Trading deficits for investment: Optimal deficit rules for present-biased governments
Bergmann, T. Moretti, N., published in CEPA Discussion Paper, 2025
Abstract: We develop a simple two-period principal-agent model in which a present-biased government, the agent, chooses public investment levels given a deficit rule imposed by the principal. The principal sets a deficit cap to curb current debt-financed consumption. In doing so, it also reduces long-term government investment. We characterize the optimal deficit rule that balances these opposing effects. Our analysis yields three key insights. First, a deficit rule is always a second-best instrument resulting in nonzero deficits and inefficiently low public investment.

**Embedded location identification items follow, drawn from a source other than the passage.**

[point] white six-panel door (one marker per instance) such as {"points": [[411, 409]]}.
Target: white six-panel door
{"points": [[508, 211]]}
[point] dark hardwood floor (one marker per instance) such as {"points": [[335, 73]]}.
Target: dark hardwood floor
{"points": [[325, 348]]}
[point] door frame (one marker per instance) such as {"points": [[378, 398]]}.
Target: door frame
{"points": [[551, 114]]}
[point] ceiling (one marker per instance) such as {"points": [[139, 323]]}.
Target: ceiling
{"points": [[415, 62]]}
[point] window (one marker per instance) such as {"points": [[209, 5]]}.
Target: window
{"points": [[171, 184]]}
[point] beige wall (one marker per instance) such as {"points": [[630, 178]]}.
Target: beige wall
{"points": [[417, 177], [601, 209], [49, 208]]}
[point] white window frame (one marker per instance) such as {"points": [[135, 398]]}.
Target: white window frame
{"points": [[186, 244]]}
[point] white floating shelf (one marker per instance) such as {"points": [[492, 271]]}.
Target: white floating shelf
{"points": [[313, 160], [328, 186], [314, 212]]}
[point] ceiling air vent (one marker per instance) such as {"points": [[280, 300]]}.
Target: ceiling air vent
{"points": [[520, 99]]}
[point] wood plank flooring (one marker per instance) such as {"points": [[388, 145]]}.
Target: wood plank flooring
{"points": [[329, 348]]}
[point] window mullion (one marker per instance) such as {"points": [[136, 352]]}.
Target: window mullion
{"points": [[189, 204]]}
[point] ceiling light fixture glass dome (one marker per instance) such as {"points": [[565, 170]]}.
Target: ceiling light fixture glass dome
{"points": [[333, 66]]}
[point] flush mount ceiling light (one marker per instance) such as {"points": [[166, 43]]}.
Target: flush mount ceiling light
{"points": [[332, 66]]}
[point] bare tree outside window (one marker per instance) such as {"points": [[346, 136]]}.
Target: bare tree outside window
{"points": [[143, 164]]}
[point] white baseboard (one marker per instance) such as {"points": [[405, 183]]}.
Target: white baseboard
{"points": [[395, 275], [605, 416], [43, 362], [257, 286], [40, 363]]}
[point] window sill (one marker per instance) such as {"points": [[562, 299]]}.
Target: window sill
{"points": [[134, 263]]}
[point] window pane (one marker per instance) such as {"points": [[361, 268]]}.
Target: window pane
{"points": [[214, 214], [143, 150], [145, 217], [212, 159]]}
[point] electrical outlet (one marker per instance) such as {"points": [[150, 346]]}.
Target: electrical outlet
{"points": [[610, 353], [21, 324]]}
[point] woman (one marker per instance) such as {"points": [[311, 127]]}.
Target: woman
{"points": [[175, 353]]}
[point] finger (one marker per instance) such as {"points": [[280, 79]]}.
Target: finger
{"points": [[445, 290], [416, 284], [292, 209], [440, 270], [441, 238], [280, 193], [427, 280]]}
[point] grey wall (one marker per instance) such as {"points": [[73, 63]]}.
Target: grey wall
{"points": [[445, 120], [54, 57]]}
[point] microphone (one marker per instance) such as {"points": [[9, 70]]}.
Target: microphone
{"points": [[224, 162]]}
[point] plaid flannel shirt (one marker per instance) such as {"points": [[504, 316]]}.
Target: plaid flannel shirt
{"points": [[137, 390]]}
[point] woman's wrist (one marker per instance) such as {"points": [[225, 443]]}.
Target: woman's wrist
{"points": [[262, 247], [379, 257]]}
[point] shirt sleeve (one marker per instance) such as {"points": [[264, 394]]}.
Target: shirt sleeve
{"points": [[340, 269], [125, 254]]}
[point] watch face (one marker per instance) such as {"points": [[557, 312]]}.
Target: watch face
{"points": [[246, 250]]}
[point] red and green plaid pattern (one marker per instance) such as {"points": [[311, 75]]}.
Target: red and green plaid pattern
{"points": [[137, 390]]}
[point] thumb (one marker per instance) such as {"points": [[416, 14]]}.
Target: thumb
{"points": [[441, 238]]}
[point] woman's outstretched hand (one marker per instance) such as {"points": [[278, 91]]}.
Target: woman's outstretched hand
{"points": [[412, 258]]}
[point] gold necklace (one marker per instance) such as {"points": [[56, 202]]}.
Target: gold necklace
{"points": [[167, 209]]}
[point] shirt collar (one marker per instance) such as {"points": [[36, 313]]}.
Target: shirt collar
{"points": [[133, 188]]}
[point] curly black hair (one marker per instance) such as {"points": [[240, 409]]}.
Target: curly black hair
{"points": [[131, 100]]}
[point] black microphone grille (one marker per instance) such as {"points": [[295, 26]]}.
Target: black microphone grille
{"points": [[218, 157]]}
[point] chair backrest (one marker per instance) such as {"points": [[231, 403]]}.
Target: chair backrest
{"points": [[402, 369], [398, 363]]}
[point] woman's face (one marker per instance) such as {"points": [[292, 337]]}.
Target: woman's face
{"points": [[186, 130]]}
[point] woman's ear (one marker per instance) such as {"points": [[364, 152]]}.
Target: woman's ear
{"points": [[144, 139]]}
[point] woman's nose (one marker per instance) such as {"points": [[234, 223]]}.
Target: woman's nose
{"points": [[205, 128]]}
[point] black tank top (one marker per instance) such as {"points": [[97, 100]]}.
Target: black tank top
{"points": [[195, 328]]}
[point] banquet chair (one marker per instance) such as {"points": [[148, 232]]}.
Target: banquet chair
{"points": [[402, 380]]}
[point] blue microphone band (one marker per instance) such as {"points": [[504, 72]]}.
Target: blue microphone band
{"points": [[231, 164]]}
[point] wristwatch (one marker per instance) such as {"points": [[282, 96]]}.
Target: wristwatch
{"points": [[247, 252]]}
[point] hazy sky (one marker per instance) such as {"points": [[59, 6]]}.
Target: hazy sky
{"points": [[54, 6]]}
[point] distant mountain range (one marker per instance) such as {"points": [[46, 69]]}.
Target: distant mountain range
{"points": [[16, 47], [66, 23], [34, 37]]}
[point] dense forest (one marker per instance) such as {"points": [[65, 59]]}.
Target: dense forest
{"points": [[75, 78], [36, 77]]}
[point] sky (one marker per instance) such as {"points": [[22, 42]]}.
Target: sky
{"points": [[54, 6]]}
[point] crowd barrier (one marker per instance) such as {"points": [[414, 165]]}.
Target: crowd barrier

Second, while identifying the optimal deficit rule is challenging in practice, we demonstrate that under general conditions, shocks to the productivity of public investment entail an increase in the optimal deficit cap. Third, we compare the welfare effects of three fiscal rules: a balanced budget rule, the absence of any deficit rule, and a benchmark deficit rule. The benchmark deficit rule limits the agent’s deficit to the level incurred by an agent without present bias. For moderate levels of present bias, the absence of a deficit rule leads to higher welfare than the balanced budget rule. The absence of a rule is consistently welfare-dominated by the benchmark deficit rule. Only in cases of substantial present bias does the balanced budget rule result in higher welfare than the benchmark deficit rule. .
Recommended citation: Bergmann, Tobias and Nikolaj Moretti (2025). “Trading deficits for investment: Optimal deficit rules for present-biased governments”; CEPA Discussion Paper. No. 85.